われわれが聴いている音は空気中の波ですが、多分横波(下図の上の方、うねる形の波)のイメージの方が多いと思います。でも、実は音波は縦波(下図の下の方の波、粗密波ともいう)で、うねるような形の波ではなく、空気の粗密が伝播していくものです。冒頭の音叉の図形のように音が横波のうねる形で表現されているのは、縦軸を振動の強さ、横軸を時間にして図形化した結果、そういうイメージ図になっただけです。

横波は波の伝わる方向と振動方向が直角な波で、縦波は波の伝わる方向と振動方向が一致する波なのですが、横波は媒体に横ずれを戻す力(ずり弾性)があることから生まれ、縦波は媒体の粗密を元に戻す力があることから生まれます。気体や液体にはずり弾性がないので横波は個体でしか伝わりませんが、粗密を元に戻す力は気体にも液体にも個体にもあるので縦波はどの媒体でも伝わります。
いずれにしても媒体がない真空では縦波も横波も起こりません。そこで疑問になるのが真空を伝わる光(電磁波)はどういう波なんだろうということなのですが、磁場が変化すると電荷に力が働いて電荷を移動させ電流が流れ、電流が流れると磁場に変化を及ぼす、という相互作用が起こり(電磁誘導)、このような相互作用により空間的なエネルギーの “ 周期的な振動 ” 状態が作り出され、空間を電磁的エネルギーが伝播されていくのです。これを「電磁波」と呼びます。

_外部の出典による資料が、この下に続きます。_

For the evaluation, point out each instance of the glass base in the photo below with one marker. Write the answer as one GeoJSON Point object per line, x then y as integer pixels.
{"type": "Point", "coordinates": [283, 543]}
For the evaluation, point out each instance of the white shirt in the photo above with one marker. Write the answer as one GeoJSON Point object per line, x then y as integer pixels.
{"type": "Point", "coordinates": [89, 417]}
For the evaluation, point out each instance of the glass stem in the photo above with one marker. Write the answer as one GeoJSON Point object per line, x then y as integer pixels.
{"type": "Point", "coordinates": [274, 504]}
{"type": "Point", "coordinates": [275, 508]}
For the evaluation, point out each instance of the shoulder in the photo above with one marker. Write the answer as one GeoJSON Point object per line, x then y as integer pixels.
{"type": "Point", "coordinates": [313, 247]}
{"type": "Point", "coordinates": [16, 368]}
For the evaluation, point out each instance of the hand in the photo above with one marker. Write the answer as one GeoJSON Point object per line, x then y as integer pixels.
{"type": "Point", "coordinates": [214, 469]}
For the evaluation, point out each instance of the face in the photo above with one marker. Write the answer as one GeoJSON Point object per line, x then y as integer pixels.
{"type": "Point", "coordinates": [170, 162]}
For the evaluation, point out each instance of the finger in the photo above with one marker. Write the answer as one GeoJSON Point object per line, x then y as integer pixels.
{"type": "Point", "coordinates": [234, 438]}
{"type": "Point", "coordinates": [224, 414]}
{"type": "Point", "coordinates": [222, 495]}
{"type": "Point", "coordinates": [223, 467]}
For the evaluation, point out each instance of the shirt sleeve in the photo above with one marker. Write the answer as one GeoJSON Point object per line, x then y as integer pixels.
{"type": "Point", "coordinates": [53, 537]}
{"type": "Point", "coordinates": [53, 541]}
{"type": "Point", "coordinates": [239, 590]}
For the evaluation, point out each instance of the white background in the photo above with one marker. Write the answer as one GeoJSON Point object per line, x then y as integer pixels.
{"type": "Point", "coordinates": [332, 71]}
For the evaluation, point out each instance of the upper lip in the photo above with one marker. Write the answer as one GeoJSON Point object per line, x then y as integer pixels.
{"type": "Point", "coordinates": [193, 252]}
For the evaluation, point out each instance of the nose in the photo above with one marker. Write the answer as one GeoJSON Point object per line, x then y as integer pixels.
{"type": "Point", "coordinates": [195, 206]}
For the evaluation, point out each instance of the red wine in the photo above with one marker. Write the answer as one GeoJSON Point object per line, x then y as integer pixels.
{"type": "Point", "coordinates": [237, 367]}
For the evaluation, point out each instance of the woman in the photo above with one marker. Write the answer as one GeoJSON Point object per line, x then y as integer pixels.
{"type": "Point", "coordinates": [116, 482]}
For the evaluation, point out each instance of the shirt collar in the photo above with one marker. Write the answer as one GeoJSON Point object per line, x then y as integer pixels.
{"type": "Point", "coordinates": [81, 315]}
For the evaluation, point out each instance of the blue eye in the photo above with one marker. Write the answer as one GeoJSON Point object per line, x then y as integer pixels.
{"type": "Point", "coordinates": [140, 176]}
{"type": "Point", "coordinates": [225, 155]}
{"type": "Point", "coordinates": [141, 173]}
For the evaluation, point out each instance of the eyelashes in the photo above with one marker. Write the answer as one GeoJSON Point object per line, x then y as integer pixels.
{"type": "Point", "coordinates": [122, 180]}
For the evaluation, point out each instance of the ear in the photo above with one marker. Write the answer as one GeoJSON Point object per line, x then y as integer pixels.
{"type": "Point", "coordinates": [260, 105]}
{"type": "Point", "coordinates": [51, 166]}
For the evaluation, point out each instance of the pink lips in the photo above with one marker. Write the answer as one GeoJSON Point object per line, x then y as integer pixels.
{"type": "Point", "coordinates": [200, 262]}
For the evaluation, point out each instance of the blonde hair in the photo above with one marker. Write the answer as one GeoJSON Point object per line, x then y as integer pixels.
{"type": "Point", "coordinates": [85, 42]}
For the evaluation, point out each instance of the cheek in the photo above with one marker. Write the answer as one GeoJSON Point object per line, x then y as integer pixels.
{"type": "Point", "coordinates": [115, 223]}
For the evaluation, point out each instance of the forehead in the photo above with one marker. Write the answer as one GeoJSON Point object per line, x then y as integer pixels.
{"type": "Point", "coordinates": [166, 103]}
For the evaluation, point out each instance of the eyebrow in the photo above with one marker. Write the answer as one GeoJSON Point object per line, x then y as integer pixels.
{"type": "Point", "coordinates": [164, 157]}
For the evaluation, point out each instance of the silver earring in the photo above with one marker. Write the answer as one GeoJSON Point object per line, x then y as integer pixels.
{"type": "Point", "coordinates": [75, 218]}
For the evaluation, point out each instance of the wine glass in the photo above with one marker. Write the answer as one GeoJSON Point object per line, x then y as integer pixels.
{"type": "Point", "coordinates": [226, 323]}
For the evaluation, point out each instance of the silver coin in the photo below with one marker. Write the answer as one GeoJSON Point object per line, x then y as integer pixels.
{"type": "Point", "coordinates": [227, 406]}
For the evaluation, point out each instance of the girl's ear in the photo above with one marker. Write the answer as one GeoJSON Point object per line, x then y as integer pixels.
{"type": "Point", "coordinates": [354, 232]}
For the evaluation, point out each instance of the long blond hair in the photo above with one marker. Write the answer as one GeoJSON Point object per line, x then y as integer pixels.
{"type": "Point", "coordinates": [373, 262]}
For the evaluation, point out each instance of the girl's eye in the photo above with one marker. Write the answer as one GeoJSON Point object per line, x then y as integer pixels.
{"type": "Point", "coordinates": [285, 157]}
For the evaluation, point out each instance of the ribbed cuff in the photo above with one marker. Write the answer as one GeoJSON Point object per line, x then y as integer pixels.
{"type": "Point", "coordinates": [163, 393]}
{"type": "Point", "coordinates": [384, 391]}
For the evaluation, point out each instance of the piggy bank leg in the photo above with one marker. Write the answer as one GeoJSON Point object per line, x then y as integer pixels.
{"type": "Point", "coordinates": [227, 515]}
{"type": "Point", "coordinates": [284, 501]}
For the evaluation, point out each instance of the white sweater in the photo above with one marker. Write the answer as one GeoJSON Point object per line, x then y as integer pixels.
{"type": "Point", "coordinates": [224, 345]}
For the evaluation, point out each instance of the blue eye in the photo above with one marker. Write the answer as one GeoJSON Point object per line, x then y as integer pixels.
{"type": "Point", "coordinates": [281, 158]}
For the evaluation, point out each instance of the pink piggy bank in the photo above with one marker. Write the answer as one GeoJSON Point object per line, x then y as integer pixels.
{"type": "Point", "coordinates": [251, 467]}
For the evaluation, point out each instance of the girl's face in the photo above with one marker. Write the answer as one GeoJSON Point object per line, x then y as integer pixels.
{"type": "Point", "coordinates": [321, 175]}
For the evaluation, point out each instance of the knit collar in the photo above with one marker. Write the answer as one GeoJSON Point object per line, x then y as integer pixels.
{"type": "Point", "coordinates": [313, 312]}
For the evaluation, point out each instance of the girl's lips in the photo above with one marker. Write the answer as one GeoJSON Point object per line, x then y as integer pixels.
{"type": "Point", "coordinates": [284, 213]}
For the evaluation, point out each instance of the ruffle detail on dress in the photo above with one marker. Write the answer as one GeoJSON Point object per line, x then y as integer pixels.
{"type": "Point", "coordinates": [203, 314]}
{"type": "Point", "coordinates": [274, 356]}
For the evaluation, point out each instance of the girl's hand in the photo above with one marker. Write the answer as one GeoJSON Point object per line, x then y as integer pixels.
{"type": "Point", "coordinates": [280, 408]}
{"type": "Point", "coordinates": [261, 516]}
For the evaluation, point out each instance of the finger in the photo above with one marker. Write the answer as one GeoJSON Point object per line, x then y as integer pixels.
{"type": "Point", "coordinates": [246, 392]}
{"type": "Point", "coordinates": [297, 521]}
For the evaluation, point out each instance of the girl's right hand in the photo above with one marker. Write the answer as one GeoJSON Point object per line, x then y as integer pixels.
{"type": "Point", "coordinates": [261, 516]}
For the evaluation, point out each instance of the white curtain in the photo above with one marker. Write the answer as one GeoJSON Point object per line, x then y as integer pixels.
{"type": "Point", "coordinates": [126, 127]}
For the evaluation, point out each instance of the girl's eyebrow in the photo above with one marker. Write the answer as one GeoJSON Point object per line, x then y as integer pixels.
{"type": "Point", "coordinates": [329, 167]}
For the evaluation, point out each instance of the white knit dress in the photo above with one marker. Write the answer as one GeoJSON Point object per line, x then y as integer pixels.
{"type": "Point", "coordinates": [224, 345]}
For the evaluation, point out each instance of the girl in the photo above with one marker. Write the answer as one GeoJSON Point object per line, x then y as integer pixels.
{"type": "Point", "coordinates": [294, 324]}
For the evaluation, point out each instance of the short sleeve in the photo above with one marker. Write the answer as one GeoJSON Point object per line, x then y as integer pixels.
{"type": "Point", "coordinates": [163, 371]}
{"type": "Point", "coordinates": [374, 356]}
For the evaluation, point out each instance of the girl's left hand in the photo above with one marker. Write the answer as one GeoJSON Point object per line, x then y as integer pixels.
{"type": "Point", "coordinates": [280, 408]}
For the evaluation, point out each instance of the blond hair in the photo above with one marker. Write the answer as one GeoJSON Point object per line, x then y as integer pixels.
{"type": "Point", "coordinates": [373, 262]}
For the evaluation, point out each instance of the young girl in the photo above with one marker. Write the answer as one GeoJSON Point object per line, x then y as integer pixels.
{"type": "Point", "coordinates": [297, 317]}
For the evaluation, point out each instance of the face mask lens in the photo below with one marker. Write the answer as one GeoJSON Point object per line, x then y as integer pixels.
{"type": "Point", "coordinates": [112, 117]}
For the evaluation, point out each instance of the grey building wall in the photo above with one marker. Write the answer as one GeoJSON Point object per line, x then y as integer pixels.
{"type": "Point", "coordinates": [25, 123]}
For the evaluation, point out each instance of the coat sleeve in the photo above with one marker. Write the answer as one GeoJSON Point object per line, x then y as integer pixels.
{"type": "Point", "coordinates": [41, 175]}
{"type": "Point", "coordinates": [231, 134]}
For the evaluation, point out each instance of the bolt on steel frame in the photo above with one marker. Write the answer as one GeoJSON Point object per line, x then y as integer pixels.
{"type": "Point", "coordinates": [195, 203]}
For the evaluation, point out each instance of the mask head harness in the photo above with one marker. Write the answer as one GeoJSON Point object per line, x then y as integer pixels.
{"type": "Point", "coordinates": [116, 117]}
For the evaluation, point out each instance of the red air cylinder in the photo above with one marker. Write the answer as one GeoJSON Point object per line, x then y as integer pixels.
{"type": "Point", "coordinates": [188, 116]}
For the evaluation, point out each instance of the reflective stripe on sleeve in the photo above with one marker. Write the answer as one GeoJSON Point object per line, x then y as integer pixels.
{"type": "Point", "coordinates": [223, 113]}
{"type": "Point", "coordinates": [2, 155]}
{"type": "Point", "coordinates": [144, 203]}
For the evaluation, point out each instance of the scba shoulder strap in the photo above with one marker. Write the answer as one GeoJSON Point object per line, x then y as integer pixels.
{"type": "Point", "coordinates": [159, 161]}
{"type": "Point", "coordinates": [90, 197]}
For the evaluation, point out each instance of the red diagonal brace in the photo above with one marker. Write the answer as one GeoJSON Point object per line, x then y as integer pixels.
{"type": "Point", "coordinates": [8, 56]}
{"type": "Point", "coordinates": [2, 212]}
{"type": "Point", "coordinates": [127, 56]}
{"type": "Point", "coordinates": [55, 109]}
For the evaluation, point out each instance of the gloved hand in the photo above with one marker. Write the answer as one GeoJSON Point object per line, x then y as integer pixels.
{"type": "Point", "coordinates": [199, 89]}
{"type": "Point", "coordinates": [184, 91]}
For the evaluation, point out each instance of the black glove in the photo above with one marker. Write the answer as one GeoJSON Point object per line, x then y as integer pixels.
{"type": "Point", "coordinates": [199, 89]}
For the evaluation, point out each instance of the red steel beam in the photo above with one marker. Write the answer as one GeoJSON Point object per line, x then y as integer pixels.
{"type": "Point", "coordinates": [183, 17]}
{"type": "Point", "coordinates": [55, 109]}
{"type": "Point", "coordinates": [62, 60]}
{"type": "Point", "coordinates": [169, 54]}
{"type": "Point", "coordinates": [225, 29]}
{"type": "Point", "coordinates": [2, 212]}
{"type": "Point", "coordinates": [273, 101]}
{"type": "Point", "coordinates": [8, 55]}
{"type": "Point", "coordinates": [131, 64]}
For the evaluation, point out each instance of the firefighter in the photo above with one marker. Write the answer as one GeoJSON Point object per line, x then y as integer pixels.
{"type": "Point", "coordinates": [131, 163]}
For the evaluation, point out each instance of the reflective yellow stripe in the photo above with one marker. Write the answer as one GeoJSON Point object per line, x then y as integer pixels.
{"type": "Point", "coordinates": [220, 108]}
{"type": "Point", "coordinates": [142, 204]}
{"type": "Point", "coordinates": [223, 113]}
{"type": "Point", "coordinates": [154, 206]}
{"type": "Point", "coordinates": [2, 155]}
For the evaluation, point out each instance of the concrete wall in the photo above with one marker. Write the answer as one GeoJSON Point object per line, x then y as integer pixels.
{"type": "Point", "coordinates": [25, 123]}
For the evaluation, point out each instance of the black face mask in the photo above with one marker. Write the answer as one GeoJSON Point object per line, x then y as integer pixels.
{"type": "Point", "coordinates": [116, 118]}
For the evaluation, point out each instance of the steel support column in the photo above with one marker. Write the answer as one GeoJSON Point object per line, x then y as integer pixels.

というわけで、われわれが聴いている音楽は空気の縦波です、ということになります。
「このバッハの縦波はなかなかいい」、「ストラディヴァリウスの粗密波がたまらん」、「ベートーヴェンの空気の粗密の迫力がすごい」というのが論理的に正しい音楽の楽しみ方ということになります。たぶん。
もし宇宙の音楽や天上の音楽を聴いたという特異体験があるなら、宇宙には縦波や横波の元になる媒体がないので、その音楽の正体は電磁波にちがいありません。